A l’issue des débats, le juge de l’exécution a indiqué que le jugement, après qu’il en ait délibéré conformément à la loi, serait rendu par mise à disposition au greffe le 15 juillet 2025.
Signé par Alexandra VILLEGAS, juge de l’exécution et Houria CHABOUA, greffière présente lors du prononcé.
DEMANDERESSE :
Madame [J] [V], née le [Date naissance 3] 1980 à [Localité 15], de nationalité Française, demeurant et domiciliée [Adresse 8]
Représentée par Maître Laetitia MAGNE, avocat au barreau de Toulon
DEFENDEURS :
Monsieur [P] [H], né le [Date naissance 6] 1941 à [Localité 12], de nationalité Française, demeurant et domicilié [Adresse 5]
Madame [F] [R] épouse [H], née le [Date naissance 2] 1946 à [Localité 14], de nationalité Française, demeurant et domiciliée [Adresse 5]
Madame [S] [H] épouse [X], née le [Date naissance 1] 1970 à [Localité 14], de nationalité Française, demeurant et domiciliée [Adresse 11]
Madame [K] [H] épouse [Y], née le [Date naissance 4] 1980 à [Localité 14], de nationalité Française, demeurant et domiciliée [Adresse 7]

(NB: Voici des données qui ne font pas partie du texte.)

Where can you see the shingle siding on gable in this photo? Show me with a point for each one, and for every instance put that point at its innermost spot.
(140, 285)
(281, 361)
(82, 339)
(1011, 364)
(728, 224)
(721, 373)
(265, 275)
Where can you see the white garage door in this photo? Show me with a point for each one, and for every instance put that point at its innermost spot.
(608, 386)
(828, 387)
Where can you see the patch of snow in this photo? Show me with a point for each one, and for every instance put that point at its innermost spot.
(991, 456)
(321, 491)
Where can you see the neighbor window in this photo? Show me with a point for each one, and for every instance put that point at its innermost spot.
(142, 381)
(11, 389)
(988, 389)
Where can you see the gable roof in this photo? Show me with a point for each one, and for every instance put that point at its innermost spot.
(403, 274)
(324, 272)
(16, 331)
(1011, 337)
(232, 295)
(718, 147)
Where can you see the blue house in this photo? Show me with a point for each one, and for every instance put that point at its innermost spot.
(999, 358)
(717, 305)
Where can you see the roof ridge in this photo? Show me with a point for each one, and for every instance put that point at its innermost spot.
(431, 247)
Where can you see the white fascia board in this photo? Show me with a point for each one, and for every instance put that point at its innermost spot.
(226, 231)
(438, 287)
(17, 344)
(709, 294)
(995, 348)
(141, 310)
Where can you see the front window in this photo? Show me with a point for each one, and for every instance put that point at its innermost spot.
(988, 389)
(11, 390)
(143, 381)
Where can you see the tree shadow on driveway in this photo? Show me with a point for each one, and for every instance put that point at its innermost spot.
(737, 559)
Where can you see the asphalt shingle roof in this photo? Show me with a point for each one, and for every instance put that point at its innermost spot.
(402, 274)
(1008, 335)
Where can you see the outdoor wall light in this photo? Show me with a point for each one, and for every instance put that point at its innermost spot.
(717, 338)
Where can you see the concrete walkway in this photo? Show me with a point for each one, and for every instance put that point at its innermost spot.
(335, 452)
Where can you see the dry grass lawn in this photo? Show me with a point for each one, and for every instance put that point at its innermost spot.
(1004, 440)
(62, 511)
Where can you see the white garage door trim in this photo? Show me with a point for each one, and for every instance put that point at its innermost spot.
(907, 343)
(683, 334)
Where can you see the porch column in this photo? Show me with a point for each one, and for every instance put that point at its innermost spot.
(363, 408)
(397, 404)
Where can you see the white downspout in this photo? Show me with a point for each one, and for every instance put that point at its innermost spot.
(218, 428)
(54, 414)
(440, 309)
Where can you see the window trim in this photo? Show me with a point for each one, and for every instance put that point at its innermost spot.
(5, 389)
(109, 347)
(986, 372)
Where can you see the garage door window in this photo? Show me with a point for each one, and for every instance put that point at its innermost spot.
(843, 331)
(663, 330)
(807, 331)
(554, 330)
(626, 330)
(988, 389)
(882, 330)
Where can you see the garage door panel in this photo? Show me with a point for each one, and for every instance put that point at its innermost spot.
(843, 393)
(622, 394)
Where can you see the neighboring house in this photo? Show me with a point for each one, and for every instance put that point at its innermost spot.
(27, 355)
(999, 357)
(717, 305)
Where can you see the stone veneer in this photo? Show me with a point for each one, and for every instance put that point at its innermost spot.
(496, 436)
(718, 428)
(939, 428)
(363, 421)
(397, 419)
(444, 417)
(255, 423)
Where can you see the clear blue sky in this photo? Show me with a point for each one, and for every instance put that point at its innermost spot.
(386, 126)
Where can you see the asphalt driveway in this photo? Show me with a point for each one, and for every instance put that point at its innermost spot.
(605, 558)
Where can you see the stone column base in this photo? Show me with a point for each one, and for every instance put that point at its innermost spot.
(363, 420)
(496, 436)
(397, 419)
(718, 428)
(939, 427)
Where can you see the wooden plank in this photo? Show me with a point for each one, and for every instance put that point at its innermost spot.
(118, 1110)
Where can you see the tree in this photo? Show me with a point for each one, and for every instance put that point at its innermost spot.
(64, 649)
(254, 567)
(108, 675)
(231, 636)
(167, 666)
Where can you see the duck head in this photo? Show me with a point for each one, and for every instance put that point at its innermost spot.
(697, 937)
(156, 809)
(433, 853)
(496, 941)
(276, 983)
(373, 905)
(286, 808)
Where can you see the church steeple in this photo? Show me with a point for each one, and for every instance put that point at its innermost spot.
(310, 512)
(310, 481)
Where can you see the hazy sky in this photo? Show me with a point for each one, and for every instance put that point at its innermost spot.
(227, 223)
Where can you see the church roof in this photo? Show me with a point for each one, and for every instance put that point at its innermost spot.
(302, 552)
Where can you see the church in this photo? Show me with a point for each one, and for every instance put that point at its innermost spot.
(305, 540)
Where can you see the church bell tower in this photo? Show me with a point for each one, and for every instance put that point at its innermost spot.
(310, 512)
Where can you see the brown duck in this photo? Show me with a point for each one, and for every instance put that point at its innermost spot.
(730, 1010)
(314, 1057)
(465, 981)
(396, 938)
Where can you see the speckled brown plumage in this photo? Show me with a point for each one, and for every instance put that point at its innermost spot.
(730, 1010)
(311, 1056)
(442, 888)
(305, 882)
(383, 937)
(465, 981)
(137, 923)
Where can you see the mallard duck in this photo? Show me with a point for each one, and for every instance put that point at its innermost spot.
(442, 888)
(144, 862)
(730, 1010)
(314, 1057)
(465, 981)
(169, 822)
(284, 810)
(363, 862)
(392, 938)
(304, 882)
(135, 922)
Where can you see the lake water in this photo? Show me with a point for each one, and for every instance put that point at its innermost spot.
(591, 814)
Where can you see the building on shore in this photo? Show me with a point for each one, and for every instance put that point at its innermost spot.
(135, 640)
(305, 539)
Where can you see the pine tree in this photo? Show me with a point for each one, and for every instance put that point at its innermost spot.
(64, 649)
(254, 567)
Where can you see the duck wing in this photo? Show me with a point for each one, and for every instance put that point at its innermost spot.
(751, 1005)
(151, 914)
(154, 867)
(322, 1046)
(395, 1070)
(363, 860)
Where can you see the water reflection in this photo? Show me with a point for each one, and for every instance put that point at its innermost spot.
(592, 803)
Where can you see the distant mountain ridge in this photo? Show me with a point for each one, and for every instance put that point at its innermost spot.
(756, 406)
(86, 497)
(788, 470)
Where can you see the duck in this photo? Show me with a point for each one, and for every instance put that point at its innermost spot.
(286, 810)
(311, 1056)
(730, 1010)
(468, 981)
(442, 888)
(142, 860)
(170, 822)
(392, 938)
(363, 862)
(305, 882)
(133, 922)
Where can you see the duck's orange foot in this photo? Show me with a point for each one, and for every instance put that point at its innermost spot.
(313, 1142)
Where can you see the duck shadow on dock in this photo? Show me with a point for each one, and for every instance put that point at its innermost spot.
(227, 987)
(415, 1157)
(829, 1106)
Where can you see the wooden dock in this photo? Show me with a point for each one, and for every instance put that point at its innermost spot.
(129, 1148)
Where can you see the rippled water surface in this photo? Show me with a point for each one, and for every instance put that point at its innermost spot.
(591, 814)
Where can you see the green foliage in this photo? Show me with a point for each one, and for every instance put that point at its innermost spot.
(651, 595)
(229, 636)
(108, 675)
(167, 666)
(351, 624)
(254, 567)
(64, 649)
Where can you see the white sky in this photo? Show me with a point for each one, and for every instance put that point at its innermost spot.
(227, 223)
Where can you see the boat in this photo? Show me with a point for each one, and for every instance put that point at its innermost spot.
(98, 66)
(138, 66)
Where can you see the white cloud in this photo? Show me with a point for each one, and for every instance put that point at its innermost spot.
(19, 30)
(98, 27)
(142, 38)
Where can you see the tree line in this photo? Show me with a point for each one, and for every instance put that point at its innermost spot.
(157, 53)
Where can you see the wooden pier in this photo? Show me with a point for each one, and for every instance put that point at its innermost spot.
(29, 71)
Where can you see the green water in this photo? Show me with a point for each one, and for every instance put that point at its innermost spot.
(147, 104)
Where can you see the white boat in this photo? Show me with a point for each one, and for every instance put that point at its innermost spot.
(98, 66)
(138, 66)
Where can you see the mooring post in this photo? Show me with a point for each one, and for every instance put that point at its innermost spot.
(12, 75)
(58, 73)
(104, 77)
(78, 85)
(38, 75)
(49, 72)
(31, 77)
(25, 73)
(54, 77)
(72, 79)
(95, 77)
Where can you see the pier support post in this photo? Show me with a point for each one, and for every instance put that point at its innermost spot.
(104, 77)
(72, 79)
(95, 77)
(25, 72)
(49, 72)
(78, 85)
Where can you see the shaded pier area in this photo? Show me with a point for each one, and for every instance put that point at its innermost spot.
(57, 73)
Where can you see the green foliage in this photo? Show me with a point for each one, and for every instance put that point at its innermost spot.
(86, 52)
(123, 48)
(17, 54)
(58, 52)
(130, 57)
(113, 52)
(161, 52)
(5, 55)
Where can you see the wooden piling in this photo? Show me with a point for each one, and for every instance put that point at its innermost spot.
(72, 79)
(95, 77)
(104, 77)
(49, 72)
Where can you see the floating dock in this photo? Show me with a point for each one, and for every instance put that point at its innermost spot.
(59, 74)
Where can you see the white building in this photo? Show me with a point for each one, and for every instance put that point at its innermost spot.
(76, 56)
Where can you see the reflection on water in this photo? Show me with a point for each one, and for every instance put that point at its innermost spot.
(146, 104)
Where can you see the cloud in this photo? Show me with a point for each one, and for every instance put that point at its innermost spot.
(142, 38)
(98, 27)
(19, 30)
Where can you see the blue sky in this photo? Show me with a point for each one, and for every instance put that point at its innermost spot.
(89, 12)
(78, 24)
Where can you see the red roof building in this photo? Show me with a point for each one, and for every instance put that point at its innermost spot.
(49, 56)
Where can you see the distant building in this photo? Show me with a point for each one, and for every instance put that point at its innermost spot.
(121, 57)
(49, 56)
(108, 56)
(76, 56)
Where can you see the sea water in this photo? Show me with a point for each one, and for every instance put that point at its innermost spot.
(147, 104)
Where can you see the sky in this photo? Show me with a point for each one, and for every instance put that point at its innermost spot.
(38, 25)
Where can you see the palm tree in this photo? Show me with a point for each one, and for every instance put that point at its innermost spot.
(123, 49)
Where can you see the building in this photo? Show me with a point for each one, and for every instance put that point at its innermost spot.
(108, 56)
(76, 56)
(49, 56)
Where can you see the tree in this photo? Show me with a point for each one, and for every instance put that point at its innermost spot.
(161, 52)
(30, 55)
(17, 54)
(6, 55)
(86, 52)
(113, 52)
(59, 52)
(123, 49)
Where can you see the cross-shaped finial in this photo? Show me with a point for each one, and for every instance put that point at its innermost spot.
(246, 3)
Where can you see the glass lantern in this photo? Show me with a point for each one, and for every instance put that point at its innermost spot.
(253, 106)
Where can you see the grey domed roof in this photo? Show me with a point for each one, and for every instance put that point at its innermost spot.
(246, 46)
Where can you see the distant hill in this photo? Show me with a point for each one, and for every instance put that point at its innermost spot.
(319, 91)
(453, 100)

Tous représentés par Maître Jean-Michel GARRY substitué par Maître Jean-Christophe GARRY, avocats au barreau de Toulon
S.C.P. [E] – [L], société civile professionnelle au capital social de 76.834,30 euros immatriculée au RCS de [Localité 13] sous le n° 387 972 698 dont le siège social se situe [Adresse 10], prise en la personne de ses représentants légaux domiciliés en cette qualité audit siège
Représentée par Maître Jean-Mathieu LASALARIE, avocat au barreau de Marseille
Grosse délivrée le :
à : Me Jean-Michel GARRY – 1011
Me Laetitia MAGNE – 1003
Copie délivrée le :
à : [J] [V] (LRAR + LS)
[P] [H], [F] [R] épouse [H], [S] [H] épouse [X], [K] [H] épouse [Y], S.C.P. [E] – [L] (LRAR + LS)
Copie dossier
EXPOSE DU LITIGE
Par jugement du 13 octobre 2023, le juge des contentieux de la protection du tribunal judiciaire de Toulon a notamment :
— constaté le régularité du congé pour vente mettant fin au bail liant Monsieur [P] [H], Madame [F] [H], Madame [S] [H] et Madame [K] [H] à Madame [J] [V] sur un logement sis [Adresse 9] (Var),
— dit que Madame [J] [V] se trouve actuellement sans droit ni titre depuis la fin du bail fixé au 02 février 2023,
— ordonné à Madame [J] [V] de quitter les lieux immédiatement,
— ordonné, à défaut de départ volontaire et de remise des clés, l’expulsion de Madame [J] [V], ainsi que celle de tous occupants au besoin avec le concours de la force publique,
— condamné Madame [J] [V] à payer à Monsieur [P] [H] et Madame [F] [H] une indemnité d’occupation mensuelle de 692,91 € jusqu’au départ effectif des lieux et remise des clés.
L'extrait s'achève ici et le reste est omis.